A function returning bottom cannot return, yet void foo() {} can. In fact it can even return the result of calling other void functions:

   void bar() {  }
   void foo(){ return bar();}
In generic code void is usually internally replaced by a proper, regular void_t unit type and converted back to void at boundaries for backward compatibility.

  [[noreturn]] void bar(); 
would be a candidate for a bottom-returning function, except that [[noreturn]] isn't really part of the type system.
4 comments

> void is the unit type. The fact that it is not constructible is a wart of the language, inherited from C. > A function returning bottom cannot return, yet void foo() {} can.

Or you could say it the other way, that it is the bottom type, and the fact that it can be used as the unit type for returned values is a wart of the language. Furthermore, void* isn't a pointer of the unit type, it's a type for pointers to undefined/unspecified value types.

nothing is gained by making void a proper bottom type. It would only break existing code. OTOH make void a proper unit type would be backward compatible and actually make the language simpler both from a specification point of view and in practical terms.
I didn't mean that it should be made into a bottom type, even though it sort of looks like it on the surface.

I think the original idea was that void meant "unknown", not "empty" or "non-existent": It was all about whether values could be allocated or not (the wart mentioned above). A plain void variable cannot, but a void pointer can be allocated. For functions, they just reused the keyword to mean "no return value" or "no arguments".

A pointer to the bottom type would make even less sense as an interpretation for void *, since such a pointer couldn't possibly point to any initialized value.
Sorry, I wasn't clear enough: I meant that void is not just a mix of the unit and bottom types, it is also in used for unspecified (unknown actually) types.
I ran into this recently writing some C++20 coroutines. The protocol for delivering values from a coroutine that was previously suspended has two flavors: one for values and one for void. My initial draft just implemented the value version and used a struct VoidTODO {} where void should be.

It's too late now. void pointers are used as a pun to mean "type wildcard." If void were a real thing that could have a size and address, that wouldn't work anymore.

Yes!! Been there done that. Two flavors of EVERYTHING: one to deal with functions that return values; and one to deal with void functions. It's awful.
Void means "it is a syntax error to construct a value of this type". This is not a type that exists in category theory or Haskell. (But similar to the "bottom" type.)

Hence, "void*" - a pointer to something, but it would be a syntax error to derefence this pointer.

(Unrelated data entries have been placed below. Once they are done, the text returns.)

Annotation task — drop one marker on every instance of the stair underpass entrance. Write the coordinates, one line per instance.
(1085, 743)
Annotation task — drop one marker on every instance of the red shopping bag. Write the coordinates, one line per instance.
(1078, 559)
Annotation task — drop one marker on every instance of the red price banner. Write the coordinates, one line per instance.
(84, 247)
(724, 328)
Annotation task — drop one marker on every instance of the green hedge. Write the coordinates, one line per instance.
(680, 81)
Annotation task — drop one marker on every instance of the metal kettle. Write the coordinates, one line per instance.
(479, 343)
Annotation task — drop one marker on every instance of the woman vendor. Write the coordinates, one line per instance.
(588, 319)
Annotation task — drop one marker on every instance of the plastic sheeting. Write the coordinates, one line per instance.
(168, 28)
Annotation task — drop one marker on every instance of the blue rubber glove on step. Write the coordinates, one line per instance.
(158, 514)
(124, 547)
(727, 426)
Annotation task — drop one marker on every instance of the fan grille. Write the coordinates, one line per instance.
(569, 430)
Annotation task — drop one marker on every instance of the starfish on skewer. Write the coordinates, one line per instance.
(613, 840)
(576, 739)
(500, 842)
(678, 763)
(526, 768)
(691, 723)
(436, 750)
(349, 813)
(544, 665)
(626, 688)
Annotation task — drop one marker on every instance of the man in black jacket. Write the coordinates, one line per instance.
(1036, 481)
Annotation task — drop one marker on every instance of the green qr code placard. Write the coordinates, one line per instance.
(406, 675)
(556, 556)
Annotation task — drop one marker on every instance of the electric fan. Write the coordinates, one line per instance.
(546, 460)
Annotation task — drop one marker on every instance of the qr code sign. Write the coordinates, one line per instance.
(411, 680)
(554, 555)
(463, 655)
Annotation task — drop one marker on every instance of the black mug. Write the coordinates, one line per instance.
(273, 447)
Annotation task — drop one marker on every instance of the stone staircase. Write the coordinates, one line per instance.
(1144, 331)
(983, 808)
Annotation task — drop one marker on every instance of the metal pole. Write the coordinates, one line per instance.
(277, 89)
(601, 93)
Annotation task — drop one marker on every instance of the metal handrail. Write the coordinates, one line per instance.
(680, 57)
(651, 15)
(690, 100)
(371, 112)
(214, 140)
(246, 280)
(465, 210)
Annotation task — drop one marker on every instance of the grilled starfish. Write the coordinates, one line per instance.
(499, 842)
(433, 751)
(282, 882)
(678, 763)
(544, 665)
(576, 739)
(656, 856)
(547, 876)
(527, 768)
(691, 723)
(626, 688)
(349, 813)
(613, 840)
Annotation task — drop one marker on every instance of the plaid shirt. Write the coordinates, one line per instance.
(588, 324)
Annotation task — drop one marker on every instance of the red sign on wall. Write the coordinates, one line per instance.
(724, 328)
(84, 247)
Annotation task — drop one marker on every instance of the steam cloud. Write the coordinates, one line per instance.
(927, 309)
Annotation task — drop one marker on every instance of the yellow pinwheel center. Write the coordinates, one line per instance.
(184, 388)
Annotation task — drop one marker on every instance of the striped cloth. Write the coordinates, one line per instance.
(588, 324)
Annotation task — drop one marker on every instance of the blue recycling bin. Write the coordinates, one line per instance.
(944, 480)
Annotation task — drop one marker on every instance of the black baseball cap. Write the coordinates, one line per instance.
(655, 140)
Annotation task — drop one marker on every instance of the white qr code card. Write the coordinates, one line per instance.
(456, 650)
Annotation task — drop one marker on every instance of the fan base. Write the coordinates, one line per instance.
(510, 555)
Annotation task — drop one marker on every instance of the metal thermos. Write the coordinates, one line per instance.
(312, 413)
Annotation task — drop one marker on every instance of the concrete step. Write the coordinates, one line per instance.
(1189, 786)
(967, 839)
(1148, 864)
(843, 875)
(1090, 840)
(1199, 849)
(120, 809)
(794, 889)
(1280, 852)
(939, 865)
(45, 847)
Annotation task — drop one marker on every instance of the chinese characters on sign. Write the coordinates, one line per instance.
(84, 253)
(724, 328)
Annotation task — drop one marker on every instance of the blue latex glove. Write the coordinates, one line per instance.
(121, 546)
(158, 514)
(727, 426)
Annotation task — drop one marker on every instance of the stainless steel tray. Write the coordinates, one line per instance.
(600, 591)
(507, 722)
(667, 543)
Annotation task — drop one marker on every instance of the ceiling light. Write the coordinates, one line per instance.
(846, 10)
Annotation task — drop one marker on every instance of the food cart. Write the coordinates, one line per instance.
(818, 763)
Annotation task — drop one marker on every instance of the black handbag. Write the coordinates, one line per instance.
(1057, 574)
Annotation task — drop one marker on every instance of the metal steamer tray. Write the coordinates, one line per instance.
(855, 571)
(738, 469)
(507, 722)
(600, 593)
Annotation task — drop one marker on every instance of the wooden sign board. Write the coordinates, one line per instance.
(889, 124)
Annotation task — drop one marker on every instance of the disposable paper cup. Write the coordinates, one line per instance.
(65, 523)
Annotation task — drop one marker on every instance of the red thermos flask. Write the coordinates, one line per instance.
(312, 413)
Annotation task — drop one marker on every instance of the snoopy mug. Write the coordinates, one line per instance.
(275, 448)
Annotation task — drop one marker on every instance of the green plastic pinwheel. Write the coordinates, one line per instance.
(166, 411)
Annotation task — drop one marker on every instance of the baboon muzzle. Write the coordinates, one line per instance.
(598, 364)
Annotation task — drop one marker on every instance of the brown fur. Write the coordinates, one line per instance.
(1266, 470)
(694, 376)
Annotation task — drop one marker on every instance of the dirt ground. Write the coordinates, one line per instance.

In that regard void behaves like any incomplete type. In C and C++ you cannot construct objects of incomplete types nor you can assign through pointers of incomplete types. But you can construct pointers to void and other incomplete types.

Differently to other incomplete types void has some special behaviour: you can declare a function as returning void and return with no arguments is also special cased. You can also cast to void.

A void with proper unit semantics would simply be a complete type instead. The only special case would be return with no arguments implicitly returning a void instance, but that would be pure sugar.

That's a good point. Maybe one could argue that rather than the unit type not being constructible, the wart of C is that functions that return "bot" can still "finish executing without returning".

I would almost rather argue that void is indeed the "bot" type, and a function marked with a void return type shouldn't be said to "return void;" rather we should say that it's an overloaded syntax that means the function has no return value at all. Same for "return bar()" there, that's just a false-friend of the syntax for returning a value, just syntactic sugar for "bar(); return;".